Now, I know that I can easily add a "master" volume pot and a "master" tone pot AFTER the 6-way pickup selector switch.
However, I don't know if it's possible to instead have individual volume (and maybe tone) pots for EACH pickup BEFORE the 6-way pickup selector switch.
I'm modifying the guitar for a friend and he thinks that the individual volume controls for each pickup would be important, but he seems to think that a single master tone control would probably be acceptable if individual tone controls weren't possible.
Personally, I think it would be cool if I could have individual volume and tone for each pickup. I'd probably go with two of these to save space...
The problem is that every vol/tone wiring diagram I find is for a *normal* guitar and they connect everything to ground, which my gut is telling me won't work correctly with a 6-way pickup selector switch. There's a good chance I'm wrong, however, as I'm new to this stuff.
Any guidance you can provide would be greatly appreciated.
I see what you're getting at, but I'm still confused. I've made a simplified diagram (by hacking up a diagram from GuitarElectronics.com) that replaces each of the 6-way switches with a black box. I can't figure out how to hook up the volume and tone pots in the middle of the diagram. I assume the problem is the grounds.

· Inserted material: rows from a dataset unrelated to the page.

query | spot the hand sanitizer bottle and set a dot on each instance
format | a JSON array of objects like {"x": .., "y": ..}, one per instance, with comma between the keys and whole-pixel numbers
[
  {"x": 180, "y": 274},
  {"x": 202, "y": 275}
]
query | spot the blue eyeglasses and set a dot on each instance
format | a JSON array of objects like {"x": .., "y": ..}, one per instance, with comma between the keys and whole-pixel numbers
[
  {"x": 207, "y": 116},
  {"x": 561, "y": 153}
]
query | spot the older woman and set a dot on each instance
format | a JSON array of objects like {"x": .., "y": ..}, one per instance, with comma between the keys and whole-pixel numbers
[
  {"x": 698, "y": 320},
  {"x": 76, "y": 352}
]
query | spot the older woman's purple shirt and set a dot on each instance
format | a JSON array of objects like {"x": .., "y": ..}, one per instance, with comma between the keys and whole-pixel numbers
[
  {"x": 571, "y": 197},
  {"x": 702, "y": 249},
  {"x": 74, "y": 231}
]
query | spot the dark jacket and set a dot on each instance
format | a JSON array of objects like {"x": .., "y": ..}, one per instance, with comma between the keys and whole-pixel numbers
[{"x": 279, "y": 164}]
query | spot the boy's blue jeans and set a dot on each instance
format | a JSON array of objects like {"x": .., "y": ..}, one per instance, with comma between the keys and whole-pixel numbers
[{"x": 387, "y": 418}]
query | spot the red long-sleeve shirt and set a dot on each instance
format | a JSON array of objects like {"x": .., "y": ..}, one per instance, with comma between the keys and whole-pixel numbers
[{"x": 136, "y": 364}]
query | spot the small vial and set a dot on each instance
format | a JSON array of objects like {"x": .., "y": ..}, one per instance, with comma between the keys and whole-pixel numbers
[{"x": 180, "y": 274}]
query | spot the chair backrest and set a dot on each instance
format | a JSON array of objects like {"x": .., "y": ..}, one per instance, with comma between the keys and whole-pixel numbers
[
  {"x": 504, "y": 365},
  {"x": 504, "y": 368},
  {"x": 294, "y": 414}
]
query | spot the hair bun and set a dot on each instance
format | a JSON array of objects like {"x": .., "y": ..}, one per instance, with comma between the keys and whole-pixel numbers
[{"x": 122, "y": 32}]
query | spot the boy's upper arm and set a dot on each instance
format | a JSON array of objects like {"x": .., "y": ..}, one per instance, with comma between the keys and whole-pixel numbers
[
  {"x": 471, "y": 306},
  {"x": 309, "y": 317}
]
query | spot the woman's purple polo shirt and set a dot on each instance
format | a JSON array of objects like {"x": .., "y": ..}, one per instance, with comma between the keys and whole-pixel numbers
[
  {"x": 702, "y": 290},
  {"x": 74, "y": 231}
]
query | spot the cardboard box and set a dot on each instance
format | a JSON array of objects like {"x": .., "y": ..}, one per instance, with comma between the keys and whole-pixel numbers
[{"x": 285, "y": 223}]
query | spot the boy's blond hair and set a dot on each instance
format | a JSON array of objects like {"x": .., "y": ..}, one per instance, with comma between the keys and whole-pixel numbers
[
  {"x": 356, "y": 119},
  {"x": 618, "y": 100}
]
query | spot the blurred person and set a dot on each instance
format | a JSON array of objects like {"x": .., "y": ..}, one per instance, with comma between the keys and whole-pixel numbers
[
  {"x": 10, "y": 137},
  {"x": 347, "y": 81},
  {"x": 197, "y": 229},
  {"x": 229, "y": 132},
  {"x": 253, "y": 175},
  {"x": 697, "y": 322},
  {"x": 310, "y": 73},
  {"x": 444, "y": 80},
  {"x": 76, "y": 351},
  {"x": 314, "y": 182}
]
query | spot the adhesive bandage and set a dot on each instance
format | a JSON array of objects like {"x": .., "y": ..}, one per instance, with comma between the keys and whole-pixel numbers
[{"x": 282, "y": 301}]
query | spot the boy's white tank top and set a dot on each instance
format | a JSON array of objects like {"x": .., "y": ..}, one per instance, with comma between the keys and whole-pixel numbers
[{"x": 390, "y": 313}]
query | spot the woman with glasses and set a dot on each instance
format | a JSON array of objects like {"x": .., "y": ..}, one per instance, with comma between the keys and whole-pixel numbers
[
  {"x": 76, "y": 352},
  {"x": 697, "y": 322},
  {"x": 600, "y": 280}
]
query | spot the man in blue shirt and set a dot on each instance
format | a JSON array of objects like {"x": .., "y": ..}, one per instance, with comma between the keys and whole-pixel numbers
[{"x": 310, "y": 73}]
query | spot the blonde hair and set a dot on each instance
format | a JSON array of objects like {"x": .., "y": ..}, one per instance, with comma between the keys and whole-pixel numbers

You can just seperate all the signal grounds from the pot caseings etc, like this:
So going into your last 6-way switch, you have 4 independent wires as shown. You can configure that switch so one of them is always grounded (blue line through the switch), and the switch will ground others as needed.
Pot cases are grounded seperately, just for screening.

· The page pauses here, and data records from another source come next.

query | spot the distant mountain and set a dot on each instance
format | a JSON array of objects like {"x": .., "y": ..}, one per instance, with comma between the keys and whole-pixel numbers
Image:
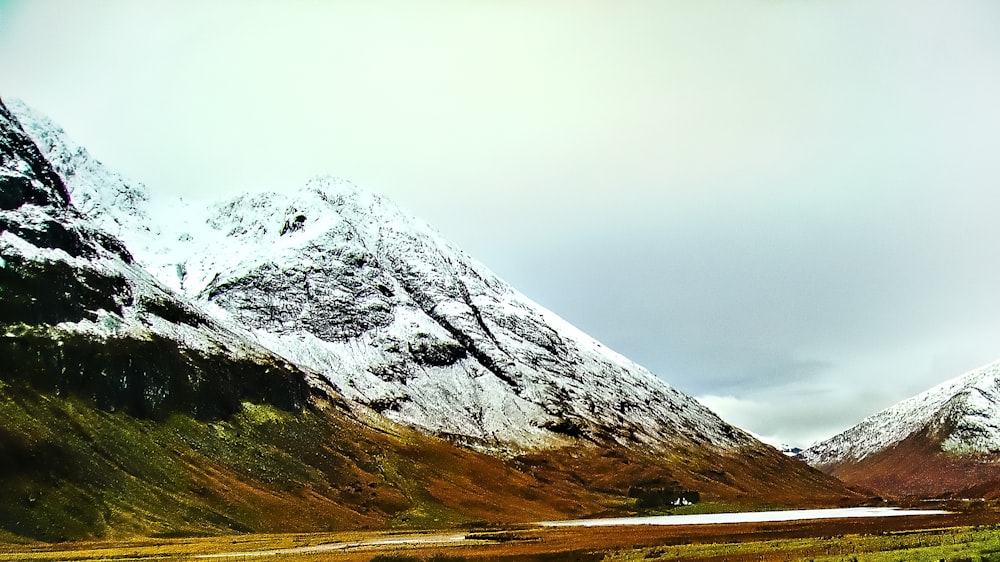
[
  {"x": 126, "y": 410},
  {"x": 223, "y": 375},
  {"x": 945, "y": 441}
]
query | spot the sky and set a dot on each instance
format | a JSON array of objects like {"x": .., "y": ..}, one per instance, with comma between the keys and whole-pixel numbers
[{"x": 786, "y": 208}]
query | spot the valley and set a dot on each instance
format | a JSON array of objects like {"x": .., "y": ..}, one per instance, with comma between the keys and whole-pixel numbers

Krick – those are three well known variations. At full volume, they all sound the same, but personally I would only use ‘modern’ wiring. That being said, ‘50’s wiring’ is popular on Les Paul forums because they reckon it keeps more treble as you reduce volume. However, it messes up the action of the tone control and other effects that I don’t care for. Here’s what I worked out about it:
The ‘independent wiring’ lets you turn one pickup right down to zero with both selected, without cutting out both signals (as modern or 50’s will do). But this is a solution to an issue that is not a problem, because if you only want to hear one pickup, you can select it with the switch. Any partial mixes that you may need will occur at higher settings, and as you turn one pickup down, it will fade from the mix long before it starts to reduce the other significantly. In exchange for fixing this non problem, independent wiring will completely wreck the tone at low volume.
So I reckon modern wiring in every case, and particularly on LPs with series/parallel wiring as you are proposing, and I highly recommend treble bleeds (1nF and 150k in parallel) on each volume pot. Apart from helping each pickup individually, they help preserve tone in overall series mixes.

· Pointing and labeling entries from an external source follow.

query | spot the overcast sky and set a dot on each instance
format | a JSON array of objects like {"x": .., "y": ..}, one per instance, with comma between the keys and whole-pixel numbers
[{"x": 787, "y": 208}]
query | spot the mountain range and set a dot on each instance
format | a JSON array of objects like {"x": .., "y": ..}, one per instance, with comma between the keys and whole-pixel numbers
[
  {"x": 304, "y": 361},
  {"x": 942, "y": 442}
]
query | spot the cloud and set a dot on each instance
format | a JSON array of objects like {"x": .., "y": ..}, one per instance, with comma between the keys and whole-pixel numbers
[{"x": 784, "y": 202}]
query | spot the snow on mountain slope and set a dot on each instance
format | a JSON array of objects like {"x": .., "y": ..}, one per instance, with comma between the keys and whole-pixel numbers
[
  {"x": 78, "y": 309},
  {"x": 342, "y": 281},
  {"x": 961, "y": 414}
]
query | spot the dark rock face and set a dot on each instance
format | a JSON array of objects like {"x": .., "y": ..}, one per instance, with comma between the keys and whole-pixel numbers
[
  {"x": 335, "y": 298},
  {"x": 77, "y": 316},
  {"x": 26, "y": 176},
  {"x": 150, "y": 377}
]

One last thing – with all of that, I would not put another master volume after it all. One more pot, and each one dulls the tone slightly.
That might depend alot on your space and layout. You alredy have 3 knobs for the rotaries. Option 3 is simplest nd is esay to use with no quirks. Option 1 will offer some extra variations which can work very well in series mode, balancing pickup contributions, reducing tone on one pup, adding a bit of neck bass to bridge etc. Its great on an LP but in this case thats 7 knobs in all!
I'm scrapping the strat electronics, and I'm going to have to do some routing on the body to accomodate the two humbuckers instead of the 3 single coils. While I'm routing, I'll make room (if necessary) for the 2 extra switches in the area where the blade switch was.
I'll take a bunch of pictures and document the process as I go.
If any of this experiment turns out to be useful, I'll probably perform some similar surgery on a better guitar.